20 de dezembro de 2003

Estórias da minha infância (8) – A Velha do Pisão

Era corpulenta e atarracada, tinha feições carregadas e rudes. Tinha uma idade indefinida, o que era acentuado por um pele grossa, tisnada e gretada. Também tinha um ar quase masculino, que lhe era acentuado por um exuberante buço.
Andava sempre vestida de preto, como que de um luto carregado. A roupa até aprecia sempre a mesma: camisa e blusa de melha, lenço apertado na cabeça e, ao contrário do que seria esperado para a época, sempre de calças.
Parava quase sempre nos bancos de pedra que existiam debaixo da plátano do Rossio. Especialmente às quartas e sábados, que eram os dias de mercado, quando a zona se enchia com uma enorme multidão vinda das redondezas da cidade. Sentada, fumava cigarros e cuspia para o chão, e olhava todos que pasavam com um ar de desafio.
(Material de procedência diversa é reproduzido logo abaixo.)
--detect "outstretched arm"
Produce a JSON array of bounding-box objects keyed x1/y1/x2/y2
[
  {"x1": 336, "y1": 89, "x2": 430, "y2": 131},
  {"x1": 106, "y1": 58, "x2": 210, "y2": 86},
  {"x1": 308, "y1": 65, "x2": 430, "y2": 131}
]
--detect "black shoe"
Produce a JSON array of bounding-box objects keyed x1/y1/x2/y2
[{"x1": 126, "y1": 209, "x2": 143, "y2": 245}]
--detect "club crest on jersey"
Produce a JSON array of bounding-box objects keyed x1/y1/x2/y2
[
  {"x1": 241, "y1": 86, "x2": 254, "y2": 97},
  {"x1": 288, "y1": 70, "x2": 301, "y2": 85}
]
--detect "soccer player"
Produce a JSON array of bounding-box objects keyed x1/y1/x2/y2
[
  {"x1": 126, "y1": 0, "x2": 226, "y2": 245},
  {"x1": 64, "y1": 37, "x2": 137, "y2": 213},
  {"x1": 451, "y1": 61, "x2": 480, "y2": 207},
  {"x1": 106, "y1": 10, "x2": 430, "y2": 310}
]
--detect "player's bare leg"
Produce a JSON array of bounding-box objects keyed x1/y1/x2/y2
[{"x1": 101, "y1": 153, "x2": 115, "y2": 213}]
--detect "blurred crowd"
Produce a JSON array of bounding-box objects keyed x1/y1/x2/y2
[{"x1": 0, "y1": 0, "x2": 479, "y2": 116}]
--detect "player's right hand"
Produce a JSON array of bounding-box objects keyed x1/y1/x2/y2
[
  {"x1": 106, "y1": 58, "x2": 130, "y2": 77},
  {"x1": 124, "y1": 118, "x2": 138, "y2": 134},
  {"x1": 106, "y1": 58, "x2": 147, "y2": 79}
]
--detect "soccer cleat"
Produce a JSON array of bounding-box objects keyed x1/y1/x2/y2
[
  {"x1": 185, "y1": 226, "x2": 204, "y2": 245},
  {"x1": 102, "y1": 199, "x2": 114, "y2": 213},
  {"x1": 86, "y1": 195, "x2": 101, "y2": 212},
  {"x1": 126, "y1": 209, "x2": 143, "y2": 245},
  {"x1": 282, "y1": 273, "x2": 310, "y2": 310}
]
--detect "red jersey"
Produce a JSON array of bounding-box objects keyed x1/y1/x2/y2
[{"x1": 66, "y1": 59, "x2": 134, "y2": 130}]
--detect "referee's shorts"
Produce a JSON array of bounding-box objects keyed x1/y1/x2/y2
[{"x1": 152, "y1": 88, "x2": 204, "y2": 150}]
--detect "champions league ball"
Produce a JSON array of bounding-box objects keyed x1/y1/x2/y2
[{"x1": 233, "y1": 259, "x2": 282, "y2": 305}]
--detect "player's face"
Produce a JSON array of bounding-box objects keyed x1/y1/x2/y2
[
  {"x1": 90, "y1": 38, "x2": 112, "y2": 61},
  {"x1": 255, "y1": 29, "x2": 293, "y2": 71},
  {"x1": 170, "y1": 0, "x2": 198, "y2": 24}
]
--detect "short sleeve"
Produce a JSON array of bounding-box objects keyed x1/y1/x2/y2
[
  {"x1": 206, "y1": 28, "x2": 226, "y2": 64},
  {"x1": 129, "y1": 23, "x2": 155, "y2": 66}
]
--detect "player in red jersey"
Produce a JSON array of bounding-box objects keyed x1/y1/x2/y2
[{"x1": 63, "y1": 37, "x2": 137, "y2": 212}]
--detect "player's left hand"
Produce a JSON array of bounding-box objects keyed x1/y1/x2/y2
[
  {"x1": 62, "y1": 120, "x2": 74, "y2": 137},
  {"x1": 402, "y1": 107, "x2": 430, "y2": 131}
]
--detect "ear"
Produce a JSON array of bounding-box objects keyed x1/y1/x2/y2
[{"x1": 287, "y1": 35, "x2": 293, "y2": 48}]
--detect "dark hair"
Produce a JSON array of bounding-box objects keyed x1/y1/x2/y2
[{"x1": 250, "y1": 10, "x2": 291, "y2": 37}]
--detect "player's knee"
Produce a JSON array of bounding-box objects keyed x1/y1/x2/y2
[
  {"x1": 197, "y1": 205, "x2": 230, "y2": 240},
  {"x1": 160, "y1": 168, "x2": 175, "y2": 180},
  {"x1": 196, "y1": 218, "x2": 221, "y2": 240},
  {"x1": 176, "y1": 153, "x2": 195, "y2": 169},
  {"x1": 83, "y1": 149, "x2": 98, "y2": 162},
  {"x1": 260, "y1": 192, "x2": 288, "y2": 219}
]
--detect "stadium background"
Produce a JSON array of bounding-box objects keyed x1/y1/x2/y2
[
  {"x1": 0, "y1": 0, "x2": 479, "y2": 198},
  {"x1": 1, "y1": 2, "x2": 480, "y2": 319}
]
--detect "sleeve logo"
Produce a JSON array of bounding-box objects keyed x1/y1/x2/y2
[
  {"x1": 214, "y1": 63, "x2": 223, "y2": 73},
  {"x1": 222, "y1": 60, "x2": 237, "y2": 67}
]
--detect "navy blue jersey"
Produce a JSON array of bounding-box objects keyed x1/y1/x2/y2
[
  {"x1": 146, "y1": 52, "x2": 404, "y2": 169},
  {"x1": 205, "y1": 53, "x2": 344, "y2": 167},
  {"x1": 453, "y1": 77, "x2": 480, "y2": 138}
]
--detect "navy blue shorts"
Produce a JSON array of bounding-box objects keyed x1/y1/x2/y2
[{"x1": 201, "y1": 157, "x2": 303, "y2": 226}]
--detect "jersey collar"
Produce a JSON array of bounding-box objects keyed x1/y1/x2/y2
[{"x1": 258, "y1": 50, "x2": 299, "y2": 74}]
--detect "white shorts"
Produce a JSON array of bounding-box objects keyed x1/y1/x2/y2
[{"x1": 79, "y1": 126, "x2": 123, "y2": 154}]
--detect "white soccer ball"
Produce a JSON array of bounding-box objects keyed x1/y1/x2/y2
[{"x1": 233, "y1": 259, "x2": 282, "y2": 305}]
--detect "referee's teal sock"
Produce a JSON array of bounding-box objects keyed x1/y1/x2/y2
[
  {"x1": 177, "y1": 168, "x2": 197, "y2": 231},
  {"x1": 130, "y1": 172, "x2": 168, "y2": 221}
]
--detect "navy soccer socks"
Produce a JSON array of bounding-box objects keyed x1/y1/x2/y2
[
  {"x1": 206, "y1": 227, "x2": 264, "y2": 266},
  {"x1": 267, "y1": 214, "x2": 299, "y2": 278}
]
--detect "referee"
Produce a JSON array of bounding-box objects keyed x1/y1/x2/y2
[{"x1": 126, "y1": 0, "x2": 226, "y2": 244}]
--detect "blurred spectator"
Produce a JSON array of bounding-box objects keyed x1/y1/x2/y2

A intervalos regulares ia à tasca do Sr. João, por onde nós paravamos ainda antes se ser o Mané Jóia. Pedia um traçado de tinto, cheio até ao cagulo, e bebia tudo de um trago. Nessas vindas era quase sempre acompanhada por um velhote de ar ufano, sorridente, que lhe pagava o traçadinho com orgulho. Depois, quase de baço dado, lá iam rápido para um qualquer lupanar de prazer.
E, durante muito tempo, quando algum de nós se gabava de uma aventura qualquer com alguma miúda (inventada ou não), ouvia logo um: Tu??… tu foste, foi à velha do Pisão!